Section 6213(a) gives us jurisdiction to "redetermin[e]" deficiencies. And section

6015(e)(1)(A) gives us jurisdiction to "determine" appropriate innocent spouse

relief. In Porter v. Commissioner, 
130 T.C. 118
, we relied on that same

similarity in statutory text to conclude that "[s]ection 6015 is part and parcel of the

* * * statutory framework" governing our deficiency jurisdiction.
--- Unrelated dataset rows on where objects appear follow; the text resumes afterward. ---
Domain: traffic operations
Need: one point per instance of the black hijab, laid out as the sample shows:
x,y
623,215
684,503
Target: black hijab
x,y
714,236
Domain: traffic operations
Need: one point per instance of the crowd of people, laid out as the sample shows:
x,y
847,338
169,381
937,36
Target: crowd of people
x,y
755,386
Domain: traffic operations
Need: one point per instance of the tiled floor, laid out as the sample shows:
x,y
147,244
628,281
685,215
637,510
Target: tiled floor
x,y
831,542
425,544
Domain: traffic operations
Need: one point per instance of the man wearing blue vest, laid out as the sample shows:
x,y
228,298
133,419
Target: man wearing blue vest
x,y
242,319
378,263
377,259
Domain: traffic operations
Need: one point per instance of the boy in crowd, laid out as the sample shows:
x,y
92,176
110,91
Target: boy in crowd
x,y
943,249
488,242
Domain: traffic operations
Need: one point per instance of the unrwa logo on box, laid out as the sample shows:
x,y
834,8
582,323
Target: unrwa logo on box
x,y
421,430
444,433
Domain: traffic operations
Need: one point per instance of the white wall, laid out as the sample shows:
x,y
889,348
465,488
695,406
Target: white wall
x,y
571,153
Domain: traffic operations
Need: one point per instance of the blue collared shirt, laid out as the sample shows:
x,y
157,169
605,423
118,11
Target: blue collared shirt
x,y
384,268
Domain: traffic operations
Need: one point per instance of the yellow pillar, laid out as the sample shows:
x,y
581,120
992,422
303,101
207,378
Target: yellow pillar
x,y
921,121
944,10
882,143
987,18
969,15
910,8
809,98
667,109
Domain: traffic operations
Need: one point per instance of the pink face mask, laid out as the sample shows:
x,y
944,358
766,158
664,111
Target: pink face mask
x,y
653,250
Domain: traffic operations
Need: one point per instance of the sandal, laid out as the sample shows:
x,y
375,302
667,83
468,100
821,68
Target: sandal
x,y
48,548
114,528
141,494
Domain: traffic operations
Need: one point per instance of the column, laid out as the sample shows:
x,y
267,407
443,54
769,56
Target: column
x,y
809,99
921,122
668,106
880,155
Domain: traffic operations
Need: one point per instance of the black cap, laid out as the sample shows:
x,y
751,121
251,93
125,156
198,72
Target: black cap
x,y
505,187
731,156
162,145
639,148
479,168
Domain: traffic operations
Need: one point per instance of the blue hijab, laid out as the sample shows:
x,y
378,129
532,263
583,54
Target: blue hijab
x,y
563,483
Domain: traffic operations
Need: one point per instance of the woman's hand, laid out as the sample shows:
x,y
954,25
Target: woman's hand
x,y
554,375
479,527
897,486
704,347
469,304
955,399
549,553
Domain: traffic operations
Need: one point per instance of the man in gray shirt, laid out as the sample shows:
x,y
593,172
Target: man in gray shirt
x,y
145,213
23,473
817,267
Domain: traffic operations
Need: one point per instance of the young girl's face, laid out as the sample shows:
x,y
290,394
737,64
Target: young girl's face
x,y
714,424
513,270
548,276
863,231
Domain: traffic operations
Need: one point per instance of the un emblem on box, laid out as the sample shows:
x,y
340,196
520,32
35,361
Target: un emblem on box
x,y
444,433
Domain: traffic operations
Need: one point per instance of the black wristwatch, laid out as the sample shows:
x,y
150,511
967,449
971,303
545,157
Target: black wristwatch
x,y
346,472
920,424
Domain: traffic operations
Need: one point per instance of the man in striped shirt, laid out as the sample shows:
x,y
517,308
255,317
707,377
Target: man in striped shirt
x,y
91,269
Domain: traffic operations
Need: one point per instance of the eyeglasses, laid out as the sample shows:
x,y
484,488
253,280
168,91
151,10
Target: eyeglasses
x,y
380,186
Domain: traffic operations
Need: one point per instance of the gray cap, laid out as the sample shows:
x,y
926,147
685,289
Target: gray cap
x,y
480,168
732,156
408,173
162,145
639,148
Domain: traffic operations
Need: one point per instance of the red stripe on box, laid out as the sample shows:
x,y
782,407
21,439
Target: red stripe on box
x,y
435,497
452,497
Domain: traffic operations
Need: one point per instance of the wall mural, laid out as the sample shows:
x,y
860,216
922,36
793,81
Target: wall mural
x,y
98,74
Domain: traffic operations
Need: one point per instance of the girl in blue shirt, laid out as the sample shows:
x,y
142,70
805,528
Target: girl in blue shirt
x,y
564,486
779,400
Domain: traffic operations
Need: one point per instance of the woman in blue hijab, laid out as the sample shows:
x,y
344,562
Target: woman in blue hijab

We

distinguished Robinette on the ground that "Congress chose not to use the word

'determine' or some derivation thereof in section 6330(d)". 
Id. at 120.
In doing so,

we implicitly acknowledged that, given the difference in statutory terms, section

6015 can more readily than section 6330(d) be viewed as part and parcel of the

statutory framework governing our traditional, pre-APA deficiency jurisdiction.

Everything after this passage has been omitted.